Bob loved opera and all classical music. He subscribed to the Metropolitan Opera beginning in 1950, and kept his subscription until the global pandemic of 2020, always in the Family Circle where he believed the acoustical sound was best. He vividly remembered Ljuba Welitsch’s debut in 1949 as Strauss’s Salome; he heard Lauritz Melchior’s last performance as Wagner’s Siegmund in 1949, Kirsten Flagstad’s farewell as Gluck’s Alceste in 1952, and Toscanini’s Verdi Requiem at Carnegie Hall in 1951. Bob loved sopranos Zinka Milanov, Birgit Nilsson, Leontyne Price and Leonie Rysanek, tenors Richard Tucker, Jon Vickers, and Franco Corelli, baritones Leonard Warren, George London, and Robert Merrill. He and Renee continued to go to the Met from New Jersey for decades, and they introduced their children to opera at very young ages. Bob’s last opera at the Met was Richard Strauss’s Elektra in April 2022, as Bob was turning 95. For more detail on Bob as an operagoer see here: https://hudsonreview.com/2021/02/whats-opera-dad/
Bob and Renee led a Great Books discussion group for some six decades at different public libraries in Morris County New Jersey (finally putting the discussion on Zoom at the moment of the pandemic in 2020), and Bob was a wide-ranging reader who was interested in the classics from Plato, Aristotle, and Sophocles to Ibsen, Chekhov, and Shaw. In his 90s he was particularly interested in reading books, especially biographies, about the historical decades that he himself had lived through in the middle of the twentieth century. He himself was a master of occasional verse, creating elaborate rhyming poems for birthdays and anniversaries, for his whole family, and especially for Renee whom he always adored.
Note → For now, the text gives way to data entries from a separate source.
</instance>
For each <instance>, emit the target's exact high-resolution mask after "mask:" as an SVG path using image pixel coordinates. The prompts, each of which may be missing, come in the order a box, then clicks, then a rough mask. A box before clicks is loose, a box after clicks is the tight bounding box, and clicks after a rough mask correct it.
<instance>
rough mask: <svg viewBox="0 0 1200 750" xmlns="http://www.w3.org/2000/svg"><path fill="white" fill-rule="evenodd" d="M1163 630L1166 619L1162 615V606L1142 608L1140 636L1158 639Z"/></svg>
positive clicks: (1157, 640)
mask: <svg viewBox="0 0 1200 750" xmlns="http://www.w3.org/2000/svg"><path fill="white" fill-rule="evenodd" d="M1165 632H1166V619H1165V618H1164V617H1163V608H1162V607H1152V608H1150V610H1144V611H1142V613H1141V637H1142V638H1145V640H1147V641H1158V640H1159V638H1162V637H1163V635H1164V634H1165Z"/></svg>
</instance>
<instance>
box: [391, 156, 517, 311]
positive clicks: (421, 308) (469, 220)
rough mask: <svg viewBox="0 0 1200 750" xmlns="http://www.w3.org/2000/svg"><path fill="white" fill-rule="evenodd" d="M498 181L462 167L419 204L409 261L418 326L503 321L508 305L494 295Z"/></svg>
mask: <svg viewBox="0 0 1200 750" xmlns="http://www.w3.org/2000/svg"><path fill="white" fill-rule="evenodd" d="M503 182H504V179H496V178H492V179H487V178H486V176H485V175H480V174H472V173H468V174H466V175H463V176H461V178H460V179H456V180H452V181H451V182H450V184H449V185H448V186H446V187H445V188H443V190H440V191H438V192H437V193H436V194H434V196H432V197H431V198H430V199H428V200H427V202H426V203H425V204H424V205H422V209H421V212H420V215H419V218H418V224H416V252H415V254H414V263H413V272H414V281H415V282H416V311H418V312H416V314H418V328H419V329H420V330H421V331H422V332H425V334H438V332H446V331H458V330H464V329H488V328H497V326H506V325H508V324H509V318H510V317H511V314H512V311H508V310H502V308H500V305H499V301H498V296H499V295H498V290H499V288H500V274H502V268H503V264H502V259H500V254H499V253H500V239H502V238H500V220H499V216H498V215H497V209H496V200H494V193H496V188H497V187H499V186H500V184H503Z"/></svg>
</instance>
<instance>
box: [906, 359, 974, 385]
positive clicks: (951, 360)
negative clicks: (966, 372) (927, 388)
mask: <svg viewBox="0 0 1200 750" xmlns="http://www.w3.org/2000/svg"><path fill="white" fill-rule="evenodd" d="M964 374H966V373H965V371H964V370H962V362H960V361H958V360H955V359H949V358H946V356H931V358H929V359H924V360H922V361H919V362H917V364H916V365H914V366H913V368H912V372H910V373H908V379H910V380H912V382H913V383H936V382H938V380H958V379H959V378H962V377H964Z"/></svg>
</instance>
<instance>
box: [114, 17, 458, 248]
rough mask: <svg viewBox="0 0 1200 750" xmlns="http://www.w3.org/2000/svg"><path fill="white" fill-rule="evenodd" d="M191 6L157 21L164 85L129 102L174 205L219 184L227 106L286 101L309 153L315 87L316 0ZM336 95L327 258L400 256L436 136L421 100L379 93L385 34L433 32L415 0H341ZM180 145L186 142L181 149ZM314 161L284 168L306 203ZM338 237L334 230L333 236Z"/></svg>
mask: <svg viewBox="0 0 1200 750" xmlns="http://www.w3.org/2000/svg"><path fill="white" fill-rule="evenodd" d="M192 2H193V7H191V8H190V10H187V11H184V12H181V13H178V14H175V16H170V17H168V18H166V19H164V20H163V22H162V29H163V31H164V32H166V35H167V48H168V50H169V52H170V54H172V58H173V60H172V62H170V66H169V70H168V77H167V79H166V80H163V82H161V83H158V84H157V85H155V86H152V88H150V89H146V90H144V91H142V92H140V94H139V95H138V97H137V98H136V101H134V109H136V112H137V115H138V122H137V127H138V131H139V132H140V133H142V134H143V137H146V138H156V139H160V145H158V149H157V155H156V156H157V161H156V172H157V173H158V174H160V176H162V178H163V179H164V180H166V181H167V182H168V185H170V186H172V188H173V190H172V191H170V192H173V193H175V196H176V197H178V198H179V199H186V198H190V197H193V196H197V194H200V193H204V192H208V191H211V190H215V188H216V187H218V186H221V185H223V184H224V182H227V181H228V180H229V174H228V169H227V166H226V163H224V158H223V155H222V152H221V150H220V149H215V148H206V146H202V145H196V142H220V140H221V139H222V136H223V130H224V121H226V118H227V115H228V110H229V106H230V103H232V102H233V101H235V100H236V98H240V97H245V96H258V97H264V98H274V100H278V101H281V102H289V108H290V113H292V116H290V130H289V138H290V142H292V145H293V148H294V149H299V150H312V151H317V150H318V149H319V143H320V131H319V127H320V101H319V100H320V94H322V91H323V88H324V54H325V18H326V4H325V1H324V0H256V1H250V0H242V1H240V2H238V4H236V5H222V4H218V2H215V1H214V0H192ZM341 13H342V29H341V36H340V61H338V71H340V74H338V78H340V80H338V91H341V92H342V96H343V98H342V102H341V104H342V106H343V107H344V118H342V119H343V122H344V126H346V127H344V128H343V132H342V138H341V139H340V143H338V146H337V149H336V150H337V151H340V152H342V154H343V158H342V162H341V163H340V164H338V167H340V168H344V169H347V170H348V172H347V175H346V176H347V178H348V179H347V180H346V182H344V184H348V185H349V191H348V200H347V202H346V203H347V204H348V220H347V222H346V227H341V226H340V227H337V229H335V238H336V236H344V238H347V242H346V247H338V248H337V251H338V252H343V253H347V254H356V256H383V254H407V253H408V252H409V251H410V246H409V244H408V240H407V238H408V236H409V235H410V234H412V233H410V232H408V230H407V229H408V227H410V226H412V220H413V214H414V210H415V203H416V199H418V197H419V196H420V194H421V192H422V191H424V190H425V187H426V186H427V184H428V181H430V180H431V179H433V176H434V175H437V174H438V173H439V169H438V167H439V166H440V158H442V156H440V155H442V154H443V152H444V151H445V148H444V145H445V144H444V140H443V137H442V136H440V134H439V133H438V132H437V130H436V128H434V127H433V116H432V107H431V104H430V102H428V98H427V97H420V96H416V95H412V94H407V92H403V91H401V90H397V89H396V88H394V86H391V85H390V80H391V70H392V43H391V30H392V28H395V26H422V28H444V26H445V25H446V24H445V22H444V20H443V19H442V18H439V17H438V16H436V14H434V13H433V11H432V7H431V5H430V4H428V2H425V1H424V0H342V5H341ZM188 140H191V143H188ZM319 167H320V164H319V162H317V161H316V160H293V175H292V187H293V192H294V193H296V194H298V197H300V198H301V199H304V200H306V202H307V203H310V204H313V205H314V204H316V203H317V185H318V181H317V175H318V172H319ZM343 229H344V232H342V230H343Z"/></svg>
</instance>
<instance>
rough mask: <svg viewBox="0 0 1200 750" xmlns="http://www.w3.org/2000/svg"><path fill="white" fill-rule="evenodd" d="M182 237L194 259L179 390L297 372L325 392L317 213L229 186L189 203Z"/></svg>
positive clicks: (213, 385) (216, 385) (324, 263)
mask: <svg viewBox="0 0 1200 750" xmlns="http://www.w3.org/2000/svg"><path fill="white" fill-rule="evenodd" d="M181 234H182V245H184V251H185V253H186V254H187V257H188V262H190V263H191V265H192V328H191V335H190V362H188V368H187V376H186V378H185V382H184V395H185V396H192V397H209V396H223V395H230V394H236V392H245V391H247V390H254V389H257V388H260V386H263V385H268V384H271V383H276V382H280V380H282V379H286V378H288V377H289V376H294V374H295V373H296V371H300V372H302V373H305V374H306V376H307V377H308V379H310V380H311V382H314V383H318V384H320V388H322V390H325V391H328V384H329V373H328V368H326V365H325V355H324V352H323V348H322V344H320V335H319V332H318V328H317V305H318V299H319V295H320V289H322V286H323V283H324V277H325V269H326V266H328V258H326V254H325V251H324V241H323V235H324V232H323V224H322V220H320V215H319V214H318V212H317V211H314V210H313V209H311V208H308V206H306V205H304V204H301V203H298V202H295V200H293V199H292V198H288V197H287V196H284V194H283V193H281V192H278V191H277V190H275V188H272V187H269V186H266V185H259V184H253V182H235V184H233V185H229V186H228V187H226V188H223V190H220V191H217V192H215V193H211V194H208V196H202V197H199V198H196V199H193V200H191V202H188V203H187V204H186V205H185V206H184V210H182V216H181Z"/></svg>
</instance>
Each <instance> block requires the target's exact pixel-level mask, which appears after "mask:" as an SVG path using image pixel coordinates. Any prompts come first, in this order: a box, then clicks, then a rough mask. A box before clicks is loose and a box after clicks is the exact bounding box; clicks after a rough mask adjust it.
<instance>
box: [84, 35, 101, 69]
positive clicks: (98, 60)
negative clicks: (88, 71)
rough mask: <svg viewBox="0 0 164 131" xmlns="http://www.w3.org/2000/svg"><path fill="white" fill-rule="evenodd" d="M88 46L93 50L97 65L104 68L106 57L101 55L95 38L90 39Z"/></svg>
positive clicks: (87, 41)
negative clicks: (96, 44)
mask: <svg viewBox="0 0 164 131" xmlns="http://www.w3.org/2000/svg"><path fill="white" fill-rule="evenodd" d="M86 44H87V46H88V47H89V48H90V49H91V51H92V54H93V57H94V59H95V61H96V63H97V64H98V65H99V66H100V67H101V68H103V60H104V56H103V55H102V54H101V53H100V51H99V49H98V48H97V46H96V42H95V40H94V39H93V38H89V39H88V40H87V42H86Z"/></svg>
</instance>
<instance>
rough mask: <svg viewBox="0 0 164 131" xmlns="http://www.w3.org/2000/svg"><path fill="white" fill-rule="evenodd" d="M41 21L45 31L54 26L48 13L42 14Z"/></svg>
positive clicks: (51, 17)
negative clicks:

He had a lovely singing voice, carried a tune beautifully, and always remember song lyrics. He especially loved the vocalists who sang with the big bands of the 1930s and 1940s, like Helen Forrest singing “Deep Purple” with Artie Shaw and Helen O’Connell singing “Six Lessons from Madame La Zonga” with Jimmy Dorsey. Bob loved the ocean (body-surfing with the breaking waves), playing bridge (he learned from his parents and taught his children), gin martinis, chocolate pudding, vanilla malted shakes, and ballroom dancing, with Renee of course; they were always the first couple on the floor.
He is survived and deeply missed by Renee, the love of his life; by son Larry (married to Perri Klass), with children Orlando (married to Kathryn Myer), Josephine, and Anatol, plus Orlando’s son Felix; by son David (married to Mie Nakachi), with son Aquila; by daughter Sharon, with her son Xavier, plus Xavier’s daughter Emmalyn.